Vitamin D Receptors, also called VDR, are widespread in nearly all body tissues and important organs. These receptors are pivotal molecules that mediates inter-organ communication to broaden the application of vitamin D signal modulators. Binding of VDR and Vitamin D molecules releases signals that ensure proper functioning of these tissues and organs.
Vitamin D3 deficiency can result in obesity, diabetes, hypertension, depression, fibromyalgia, chronic fatigue syndrome, osteoporosis and neuro-degenerative diseases including Alzheimer’s disease.
Vitamin D deficiency may even contribute to the development of cancers, especially breast, prostate, and colon cancers.
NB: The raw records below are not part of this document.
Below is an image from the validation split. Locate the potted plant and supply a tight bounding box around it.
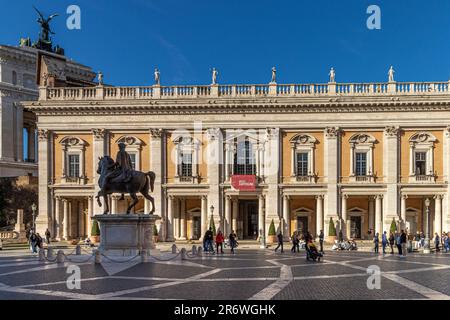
[327,217,337,243]
[153,224,158,243]
[91,220,100,243]
[267,219,277,244]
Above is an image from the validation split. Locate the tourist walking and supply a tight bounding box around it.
[45,228,51,244]
[319,230,324,253]
[291,231,300,253]
[228,230,237,254]
[28,231,38,253]
[434,232,441,253]
[389,232,395,254]
[400,230,408,257]
[395,232,402,256]
[373,232,380,253]
[275,230,284,253]
[204,228,214,254]
[216,230,225,254]
[381,231,388,254]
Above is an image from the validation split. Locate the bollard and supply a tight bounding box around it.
[181,248,187,260]
[93,250,102,264]
[139,250,148,262]
[56,250,66,263]
[39,248,45,261]
[47,247,53,259]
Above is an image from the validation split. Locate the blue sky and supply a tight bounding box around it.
[0,0,450,85]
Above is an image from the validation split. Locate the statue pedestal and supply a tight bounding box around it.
[92,214,160,256]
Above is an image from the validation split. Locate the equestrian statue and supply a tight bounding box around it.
[95,143,156,214]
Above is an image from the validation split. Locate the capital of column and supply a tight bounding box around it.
[38,129,50,141]
[149,129,164,139]
[324,127,341,138]
[384,126,400,137]
[206,128,222,141]
[433,194,444,200]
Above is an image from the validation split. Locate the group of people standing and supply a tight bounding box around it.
[203,228,238,254]
[373,230,450,256]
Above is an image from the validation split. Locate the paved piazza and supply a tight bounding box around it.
[0,249,450,300]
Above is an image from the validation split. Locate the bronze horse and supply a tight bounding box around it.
[95,156,156,214]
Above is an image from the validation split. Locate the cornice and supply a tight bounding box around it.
[23,100,450,116]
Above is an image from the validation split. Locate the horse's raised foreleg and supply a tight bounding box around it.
[142,193,155,214]
[127,193,139,214]
[103,193,109,214]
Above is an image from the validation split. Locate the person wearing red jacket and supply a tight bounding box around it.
[216,230,224,254]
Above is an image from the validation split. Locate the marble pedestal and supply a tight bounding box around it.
[92,214,160,256]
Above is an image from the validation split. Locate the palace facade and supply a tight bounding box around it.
[24,81,450,241]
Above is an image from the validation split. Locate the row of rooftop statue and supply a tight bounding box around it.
[98,66,395,86]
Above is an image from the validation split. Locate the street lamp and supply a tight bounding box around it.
[31,202,37,232]
[423,198,431,253]
[259,208,266,249]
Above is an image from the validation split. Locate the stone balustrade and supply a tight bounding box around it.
[39,82,450,100]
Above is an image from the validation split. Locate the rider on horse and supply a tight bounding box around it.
[101,142,133,200]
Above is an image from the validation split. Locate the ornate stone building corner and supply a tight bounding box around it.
[92,129,107,140]
[325,127,341,138]
[38,129,50,141]
[149,129,164,139]
[384,126,400,137]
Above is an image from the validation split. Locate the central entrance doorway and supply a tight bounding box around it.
[239,200,258,240]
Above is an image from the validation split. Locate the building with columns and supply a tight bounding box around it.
[23,81,450,241]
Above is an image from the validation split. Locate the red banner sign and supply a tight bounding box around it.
[231,175,256,191]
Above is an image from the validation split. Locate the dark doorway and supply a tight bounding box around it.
[297,217,309,234]
[350,217,361,239]
[239,200,258,240]
[192,217,202,240]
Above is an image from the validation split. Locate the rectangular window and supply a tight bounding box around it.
[130,153,136,170]
[69,154,80,178]
[296,152,309,177]
[355,152,367,176]
[415,152,427,176]
[179,153,192,177]
[234,141,256,175]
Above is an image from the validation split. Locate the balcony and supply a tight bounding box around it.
[348,175,376,183]
[291,174,317,184]
[409,174,437,183]
[175,176,200,184]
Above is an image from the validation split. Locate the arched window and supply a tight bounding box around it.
[233,137,256,174]
[12,71,17,85]
[409,132,437,182]
[289,134,317,182]
[116,136,142,170]
[60,136,86,184]
[349,133,377,182]
[173,136,201,183]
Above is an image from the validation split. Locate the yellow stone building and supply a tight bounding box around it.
[24,81,450,241]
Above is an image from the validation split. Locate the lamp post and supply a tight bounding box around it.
[31,202,37,232]
[259,208,266,249]
[208,205,214,229]
[423,198,431,253]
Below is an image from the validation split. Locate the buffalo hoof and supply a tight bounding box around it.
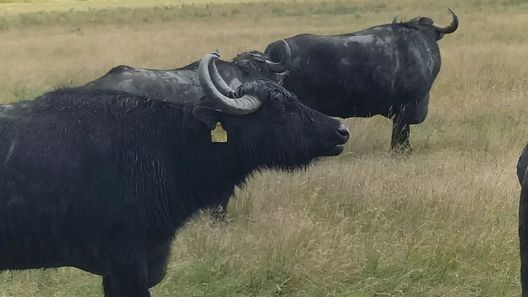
[391,142,412,156]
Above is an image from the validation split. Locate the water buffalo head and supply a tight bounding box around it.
[194,54,349,169]
[233,39,291,83]
[392,8,458,40]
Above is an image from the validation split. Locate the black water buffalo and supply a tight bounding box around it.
[517,145,528,297]
[83,51,289,215]
[265,10,458,152]
[0,54,348,297]
[84,51,288,103]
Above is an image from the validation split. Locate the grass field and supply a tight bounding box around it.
[0,0,528,297]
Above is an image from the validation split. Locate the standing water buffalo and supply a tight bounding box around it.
[517,145,528,297]
[83,51,288,218]
[265,9,458,152]
[0,54,348,297]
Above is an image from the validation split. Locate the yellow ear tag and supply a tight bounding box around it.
[211,122,227,143]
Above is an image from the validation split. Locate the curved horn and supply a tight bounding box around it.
[433,8,458,34]
[266,39,291,73]
[198,53,262,115]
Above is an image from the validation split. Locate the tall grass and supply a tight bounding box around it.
[0,0,528,297]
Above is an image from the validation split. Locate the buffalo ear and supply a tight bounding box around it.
[192,104,221,130]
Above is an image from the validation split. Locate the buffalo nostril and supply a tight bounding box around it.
[337,124,350,139]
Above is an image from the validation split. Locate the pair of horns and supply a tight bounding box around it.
[198,52,262,115]
[392,8,458,34]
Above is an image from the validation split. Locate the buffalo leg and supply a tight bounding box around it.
[148,241,170,288]
[103,252,150,297]
[103,275,117,297]
[211,191,233,221]
[519,176,528,297]
[391,109,412,154]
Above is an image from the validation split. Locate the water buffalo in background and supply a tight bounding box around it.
[84,51,288,103]
[0,54,348,297]
[517,145,528,297]
[265,9,458,152]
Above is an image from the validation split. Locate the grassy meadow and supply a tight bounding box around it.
[0,0,528,297]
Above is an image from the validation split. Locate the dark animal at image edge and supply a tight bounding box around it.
[0,54,349,297]
[83,51,289,219]
[265,9,458,152]
[517,145,528,297]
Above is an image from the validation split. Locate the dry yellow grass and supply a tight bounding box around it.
[0,0,528,297]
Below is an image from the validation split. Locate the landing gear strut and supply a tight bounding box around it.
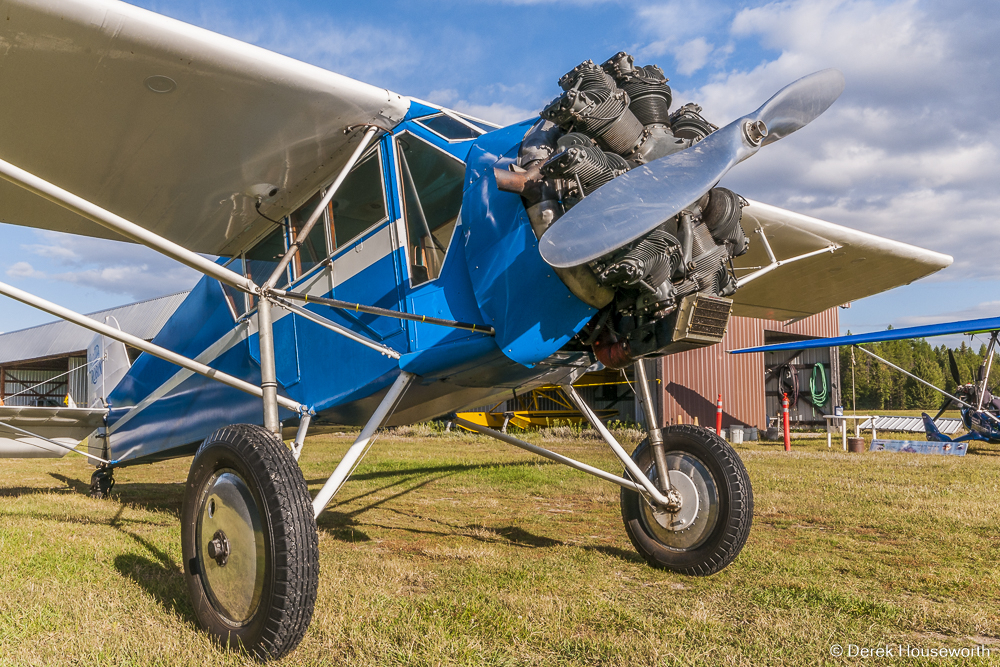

Current research have found low levels of vitamin D in various patients suffering from seventeen varieties of different cancers, heart disease, stroke, autoimmune diseases, birth defects, and periodontal disease. Vitamin D3 is believed to play a role in controlling the immune system (possibly reducing one’s risk of cancers and autoimmune diseases), increasing neuromuscular function and improving mood, protecting the brain against toxic chemicals, and potentially reducing pain.